In order to account for the heterogeneous ρmed the following modeling steps were carried out. First, a true ρmed was assigned to the mesh cells of the rhizotron ERT model. We included homogeneous, linear, and quadratic resistivity profiles in the y direction, see Fig. 5. Second, the ERT acquisition was simulated (i.e., forward calculation) with the ERT laboratory sequence and 3% of Gaussian error, in line with reciprocal and stacking errors observed in the laboratory data sets. Third, the forwarded ERT data sets were inverted following the exact laboratory procedure. A refined and different mesh was used for forward and inverse problems to, respectively, increase the simulation accuracy and avoid the inverse crime (Wirgin 2004). The ERT forward calculation was then repeated over the inverted ρmed. The obtained inverted responses were compared with the responses of the true models.
As for ERT, we compared true and inverted MALM responses. First, the true response was simulated with the 8 current sources overt the true (not inverted) ρmed. Second, a MALM response was calculated over the inverted ρmed and inverted to obtained the inverted CSD. Third, the obtained inverted CSD was used to forward calculate the inverted MALM response over the inverted ρmed. True and inverted MALM responses were then compared.
Plant experiments
We performed hydroponic and soil experiments using maize and cotton plants. In all the plant experiments, the injection electrode was positioned in the plant stem at a height of 1 cm from the surface of the growth media.
For the hydroponic experiments, the plants were first grown in columns with aerated nutrient solution (Hoagland and Arnon 1950). They were then moved to the rhizotron for the experiments. As in the metallic roots test, the rhizotron was filled 1 day before the experiment to reach stable and homogeneous temperature and salinity conditions. The plant was positioned at the center of the rhizotron with soft rubber supports.
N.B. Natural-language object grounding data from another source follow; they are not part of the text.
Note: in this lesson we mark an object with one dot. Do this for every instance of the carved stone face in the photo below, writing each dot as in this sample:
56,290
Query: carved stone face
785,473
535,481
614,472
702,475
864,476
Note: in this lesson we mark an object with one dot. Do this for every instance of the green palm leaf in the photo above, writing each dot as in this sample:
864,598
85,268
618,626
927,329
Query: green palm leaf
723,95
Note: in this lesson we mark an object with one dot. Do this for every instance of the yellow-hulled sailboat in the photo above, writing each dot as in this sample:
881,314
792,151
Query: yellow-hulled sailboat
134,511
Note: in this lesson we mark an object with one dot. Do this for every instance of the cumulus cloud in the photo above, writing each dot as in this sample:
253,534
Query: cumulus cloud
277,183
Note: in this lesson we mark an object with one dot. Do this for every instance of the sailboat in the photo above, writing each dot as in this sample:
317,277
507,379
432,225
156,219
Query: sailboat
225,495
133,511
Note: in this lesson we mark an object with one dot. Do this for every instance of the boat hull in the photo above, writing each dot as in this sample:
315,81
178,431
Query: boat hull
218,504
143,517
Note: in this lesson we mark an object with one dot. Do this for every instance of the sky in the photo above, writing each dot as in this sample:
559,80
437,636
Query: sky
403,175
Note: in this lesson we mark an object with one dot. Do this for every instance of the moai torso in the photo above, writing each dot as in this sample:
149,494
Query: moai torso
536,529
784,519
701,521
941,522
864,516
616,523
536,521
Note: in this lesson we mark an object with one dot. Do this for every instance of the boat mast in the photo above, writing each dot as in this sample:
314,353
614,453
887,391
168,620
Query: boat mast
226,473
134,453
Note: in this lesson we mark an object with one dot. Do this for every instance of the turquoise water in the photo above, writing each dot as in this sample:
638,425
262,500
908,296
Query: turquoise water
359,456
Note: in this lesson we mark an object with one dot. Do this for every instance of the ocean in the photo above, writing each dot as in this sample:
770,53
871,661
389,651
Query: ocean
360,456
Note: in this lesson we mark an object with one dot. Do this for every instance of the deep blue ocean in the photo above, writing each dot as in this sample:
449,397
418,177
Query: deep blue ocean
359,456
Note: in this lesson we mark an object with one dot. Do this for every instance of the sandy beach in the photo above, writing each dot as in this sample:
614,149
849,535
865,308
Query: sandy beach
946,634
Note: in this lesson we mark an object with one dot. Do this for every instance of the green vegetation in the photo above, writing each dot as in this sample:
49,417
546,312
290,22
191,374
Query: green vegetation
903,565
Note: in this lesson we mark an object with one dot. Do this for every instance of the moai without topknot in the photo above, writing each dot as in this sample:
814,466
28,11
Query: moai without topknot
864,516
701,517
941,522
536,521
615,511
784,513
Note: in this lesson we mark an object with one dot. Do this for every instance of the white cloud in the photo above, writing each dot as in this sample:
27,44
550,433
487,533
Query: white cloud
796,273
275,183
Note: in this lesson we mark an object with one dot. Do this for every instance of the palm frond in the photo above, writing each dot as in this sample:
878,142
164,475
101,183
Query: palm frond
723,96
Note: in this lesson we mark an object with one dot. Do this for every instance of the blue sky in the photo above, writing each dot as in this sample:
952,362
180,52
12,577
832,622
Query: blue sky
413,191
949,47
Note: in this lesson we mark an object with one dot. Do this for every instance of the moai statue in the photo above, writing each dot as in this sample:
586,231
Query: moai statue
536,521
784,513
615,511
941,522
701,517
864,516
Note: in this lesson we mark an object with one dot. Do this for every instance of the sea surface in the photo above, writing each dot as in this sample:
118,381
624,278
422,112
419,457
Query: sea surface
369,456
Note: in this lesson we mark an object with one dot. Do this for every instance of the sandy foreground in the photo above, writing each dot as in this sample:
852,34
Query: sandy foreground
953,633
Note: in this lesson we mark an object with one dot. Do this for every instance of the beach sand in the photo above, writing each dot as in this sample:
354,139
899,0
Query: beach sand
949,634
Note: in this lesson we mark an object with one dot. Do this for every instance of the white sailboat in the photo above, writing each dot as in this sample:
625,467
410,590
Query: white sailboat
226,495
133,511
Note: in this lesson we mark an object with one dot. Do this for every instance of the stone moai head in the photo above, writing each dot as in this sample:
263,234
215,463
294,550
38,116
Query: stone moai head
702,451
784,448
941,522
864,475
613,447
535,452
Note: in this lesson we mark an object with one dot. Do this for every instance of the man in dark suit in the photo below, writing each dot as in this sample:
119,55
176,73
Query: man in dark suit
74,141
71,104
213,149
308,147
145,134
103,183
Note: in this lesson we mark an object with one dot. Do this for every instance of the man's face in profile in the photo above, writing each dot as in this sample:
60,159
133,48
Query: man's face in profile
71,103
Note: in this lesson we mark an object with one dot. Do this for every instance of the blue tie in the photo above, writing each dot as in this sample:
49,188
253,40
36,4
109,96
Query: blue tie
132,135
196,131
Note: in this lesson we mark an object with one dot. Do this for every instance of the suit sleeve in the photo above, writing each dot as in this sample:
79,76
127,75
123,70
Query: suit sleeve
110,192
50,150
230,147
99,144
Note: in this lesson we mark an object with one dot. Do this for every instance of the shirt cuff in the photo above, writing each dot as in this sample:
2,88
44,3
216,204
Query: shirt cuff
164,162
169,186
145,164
The plants were submerged at the same level as in the growing column to avoid discrepancies caused by the plant tissue adaptation to the submerged and aerated conditions, as discussed above with regard to the growing conditions. Consequently, the root crown was approximately 3 cm below the water surface.
For the soil experiments, seedlings were grown directly in the rhizotron to avoid damaging the roots and altering the root-soil interface. The soil was prepared by mixing equal volumes of sandy and clay natural soils acquired from an agricultural study site run by U.C. Davis, CA (Russell Ranch). The plants were irrigated with double strength Hoagland solution (Hoagland and Arnon 1950).
Two soil experiments were performed. In the first experiment, four cotton plants were grown for four months. For these experiments, the plants were positioned with the root crown approximately 8 cm deep (y = 0.44 m). In the second experiment, a pregerminated maize seed was planted 3 cm deep and then grown for four months (Fig. 10).